Tailored for the future
Ross Maciejewski, director of the School of Computing and Augmented Intelligence, says Aguilar’s work is emblematic of a broader shift in computer science education.
“Computer science is everywhere,” Maciejewski says. “From how we shop and design clothes to how we care for the vulnerable and protect the planet, future computer scientists like Jesus will make contributions to all aspects of life.”
Teaching machines to understand texture is not trivial. It requires richer training data, multiple viewing angles, material labels and new ways to translate visual cues into physical behavior. Aguilar is clear-eyed about the challenges.

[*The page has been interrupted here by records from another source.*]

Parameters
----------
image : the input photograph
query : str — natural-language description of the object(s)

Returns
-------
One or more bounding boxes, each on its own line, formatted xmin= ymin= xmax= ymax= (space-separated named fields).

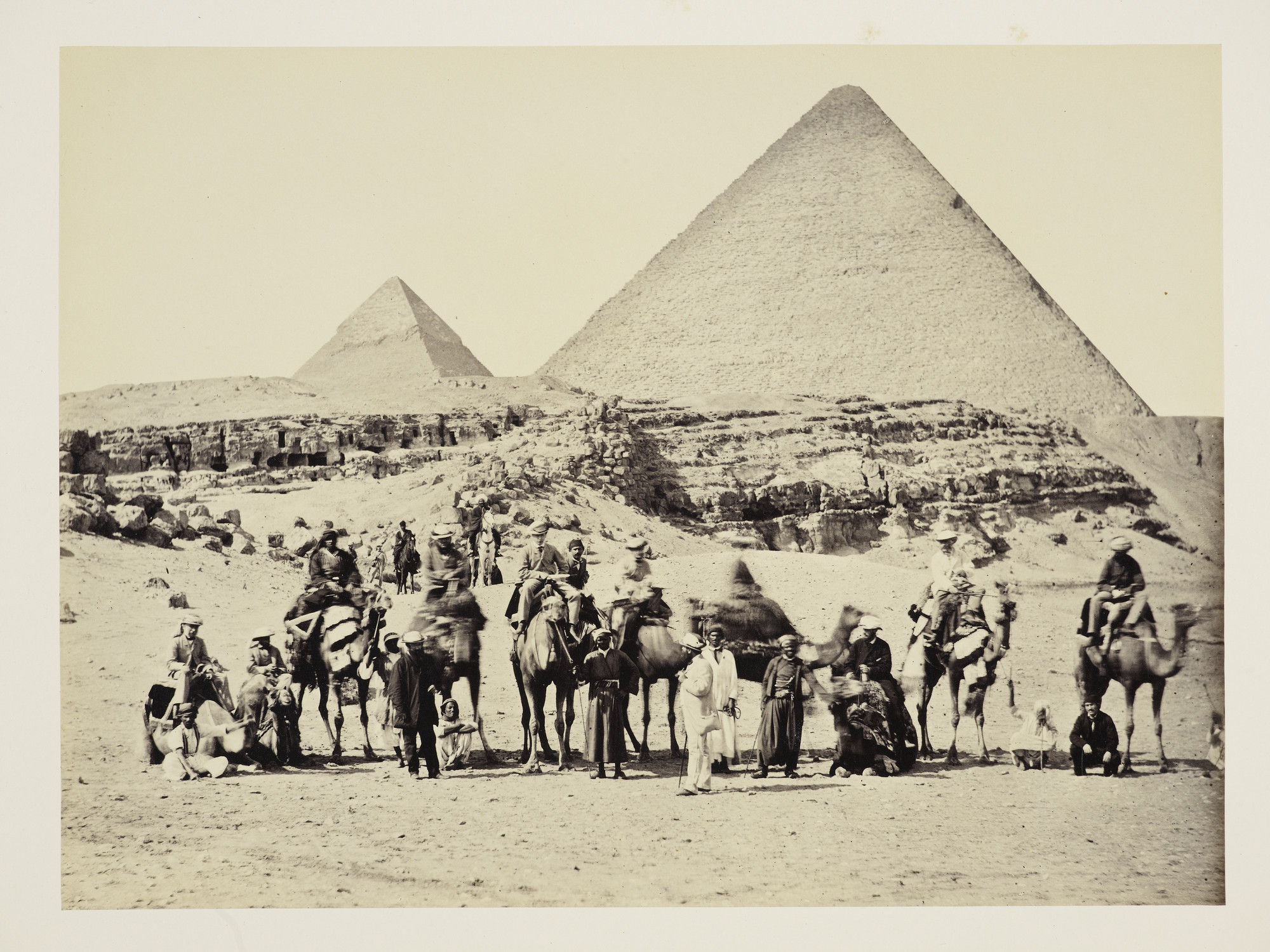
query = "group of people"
xmin=151 ymin=500 xmax=1146 ymax=795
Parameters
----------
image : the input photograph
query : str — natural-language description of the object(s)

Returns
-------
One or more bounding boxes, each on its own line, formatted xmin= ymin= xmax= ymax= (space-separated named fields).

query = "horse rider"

“One of the things that surprised me was how few studies and reliable tools there are in this area,” he says. “There’s a lot of work to be done.”
For now, Aguilar continues to expand his dataset, refine model performance and collaborate across disciplines. His future path remains open.
“If I had told myself before college that I’d be working on computer vision and fashion, I would have said, ‘What are you doing?’” he says.
Still, his interest in computer vision has only grown.
As fashion becomes increasingly digital — from online shopping to virtual runways — the ability to translate texture may prove as important as translating shape. Aguilar’s work suggests a future where garments can be tested, worn and understood before they ever exist physically. A future where texture finally makes the leap from fabric to screen and where the gap between what clothing looks like and how it feels begins to close.